Tyrone “T.Y.” Newton, who works at Ron’s on Stenton, also drives a limousine for hire. “They are excited, but the guys play it very cool,” he said. Newton knows young men find prom season as special as the young women because “they might come in for the extras like getting a shave in addition to the haircut.”
Prom season increases seat traffic for hair stylists, but in between shape ups and tapers, it increases advice-giving as well. The men and women barbers advise the young men about how much dye helps improve their look in photos, for example. They help them make choices about what colors of dye match with the bow ties, cummerbunds and date’s dresses. A lot is at stake since getting ready means looking right for one’s date, the families and one’s peers at the formal dance.
Sharing stories of past proms
For some barbers, the prom prep process sends them down memory lane.
“This time of year is fun. In terms of preparing guys, we tell them our stories,” said Oliver Coleman, who owns Ollie’s Cuts on Ridge Avenue in Roxborough. He tells customers about how in his 30 years in the business, the styles have gone from blowout afros and tapered edges to include angled parts, high spikes, and an emphasis on very wavy tops, to name a few. The bonds between guys are seen when they come together for prom cuts. Coleman mentioned that the bond can be seen in his case, too, even though he did not go to prom.
“I went to Germantown High School. My best friend was Lester Bishop. We liked the same girl,” Coleman said. “Carol was her name.
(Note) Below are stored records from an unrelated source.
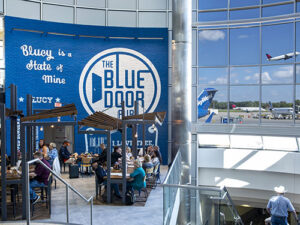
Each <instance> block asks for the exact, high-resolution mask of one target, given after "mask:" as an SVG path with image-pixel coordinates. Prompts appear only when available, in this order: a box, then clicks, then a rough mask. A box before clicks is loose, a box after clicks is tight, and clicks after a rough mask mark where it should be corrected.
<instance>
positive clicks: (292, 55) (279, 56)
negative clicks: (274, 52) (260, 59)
mask: <svg viewBox="0 0 300 225" xmlns="http://www.w3.org/2000/svg"><path fill="white" fill-rule="evenodd" d="M294 55H296V56H297V55H300V52H291V53H288V54H284V55H279V56H275V57H272V56H271V55H269V54H268V53H267V54H266V56H267V58H268V61H277V60H282V59H284V60H287V59H290V58H293V57H294Z"/></svg>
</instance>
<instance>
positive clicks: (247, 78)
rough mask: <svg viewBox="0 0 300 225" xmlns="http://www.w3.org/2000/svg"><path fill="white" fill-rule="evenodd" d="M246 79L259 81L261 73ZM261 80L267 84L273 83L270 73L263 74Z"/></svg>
mask: <svg viewBox="0 0 300 225" xmlns="http://www.w3.org/2000/svg"><path fill="white" fill-rule="evenodd" d="M244 79H245V80H259V73H255V74H254V75H253V76H246V77H245V78H244ZM261 79H262V82H263V83H265V84H267V83H270V82H271V81H272V78H271V76H270V74H269V73H268V72H263V73H262V74H261Z"/></svg>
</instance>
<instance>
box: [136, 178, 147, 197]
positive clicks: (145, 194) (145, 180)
mask: <svg viewBox="0 0 300 225" xmlns="http://www.w3.org/2000/svg"><path fill="white" fill-rule="evenodd" d="M146 179H147V176H145V177H144V182H146ZM137 191H138V192H139V200H137V202H146V201H147V198H148V190H147V188H146V187H142V188H140V189H138V190H137ZM142 191H143V192H144V193H145V201H142V200H140V197H141V192H142Z"/></svg>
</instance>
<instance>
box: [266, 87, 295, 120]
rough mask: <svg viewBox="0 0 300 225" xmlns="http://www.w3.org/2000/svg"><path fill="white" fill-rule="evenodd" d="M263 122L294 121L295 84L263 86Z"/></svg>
mask: <svg viewBox="0 0 300 225" xmlns="http://www.w3.org/2000/svg"><path fill="white" fill-rule="evenodd" d="M262 107H263V108H264V109H265V110H266V112H264V113H262V117H263V118H262V123H278V124H282V125H286V124H292V123H293V119H292V118H293V86H292V85H270V86H263V87H262Z"/></svg>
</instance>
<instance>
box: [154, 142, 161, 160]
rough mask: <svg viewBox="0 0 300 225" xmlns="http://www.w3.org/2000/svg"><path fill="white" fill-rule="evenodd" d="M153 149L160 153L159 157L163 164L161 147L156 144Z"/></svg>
mask: <svg viewBox="0 0 300 225" xmlns="http://www.w3.org/2000/svg"><path fill="white" fill-rule="evenodd" d="M153 151H154V152H155V151H157V153H158V159H159V162H160V164H161V163H162V156H161V152H160V149H159V147H158V146H157V145H155V146H154V147H153Z"/></svg>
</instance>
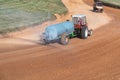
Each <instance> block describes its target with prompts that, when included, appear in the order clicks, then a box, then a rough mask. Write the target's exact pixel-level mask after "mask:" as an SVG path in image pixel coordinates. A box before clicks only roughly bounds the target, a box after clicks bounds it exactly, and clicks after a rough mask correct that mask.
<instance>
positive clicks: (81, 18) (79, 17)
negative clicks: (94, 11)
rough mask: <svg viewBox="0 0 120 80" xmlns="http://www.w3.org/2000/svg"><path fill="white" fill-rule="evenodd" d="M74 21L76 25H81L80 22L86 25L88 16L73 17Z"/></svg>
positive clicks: (80, 15) (72, 20)
mask: <svg viewBox="0 0 120 80" xmlns="http://www.w3.org/2000/svg"><path fill="white" fill-rule="evenodd" d="M72 21H73V22H74V24H79V22H80V21H82V23H83V24H86V15H84V14H76V15H72Z"/></svg>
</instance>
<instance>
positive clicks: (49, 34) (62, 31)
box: [44, 21, 74, 41]
mask: <svg viewBox="0 0 120 80" xmlns="http://www.w3.org/2000/svg"><path fill="white" fill-rule="evenodd" d="M73 31H74V24H73V22H72V21H65V22H62V23H59V24H55V25H51V26H48V27H47V28H46V29H45V33H44V34H45V40H47V41H51V40H56V39H59V38H60V37H61V35H62V34H63V33H66V34H68V35H69V34H70V33H72V32H73Z"/></svg>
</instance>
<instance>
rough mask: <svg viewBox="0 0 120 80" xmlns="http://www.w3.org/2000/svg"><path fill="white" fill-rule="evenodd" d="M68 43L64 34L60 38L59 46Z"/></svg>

She was the finest thing up here. She was gorgeous.”
“It was 1974. We flipped a coin to see who takes her and I lost. We wanted the same girl, so I didn’t even go,” Coleman said. “Me and my friend, whoever won, had to help the other [buy] the tux. He didn’t have any parents and I didn’t have any. Whoever got her, one guy would help the other get the tux. So that’s what I did. I think it was blue. Lester had a great time.”
Then and now, guys during prom season become caught up in their own world. Cato would like to remind young men that a good half hour in the barber’s chair can do wonders for nerves and give young men a chance to show off in a positive way. “A few do come by with their girl just to show off. A barber is like a therapist,” he said.
“A person comes in with the old face because they’re wolfing. We say, ‘You’re stressing if you’re wolfing.’ They may say to me that they like the cut and ‘you gave me exactly what I like.’ They feel better [on the way] out of the chair,” he said.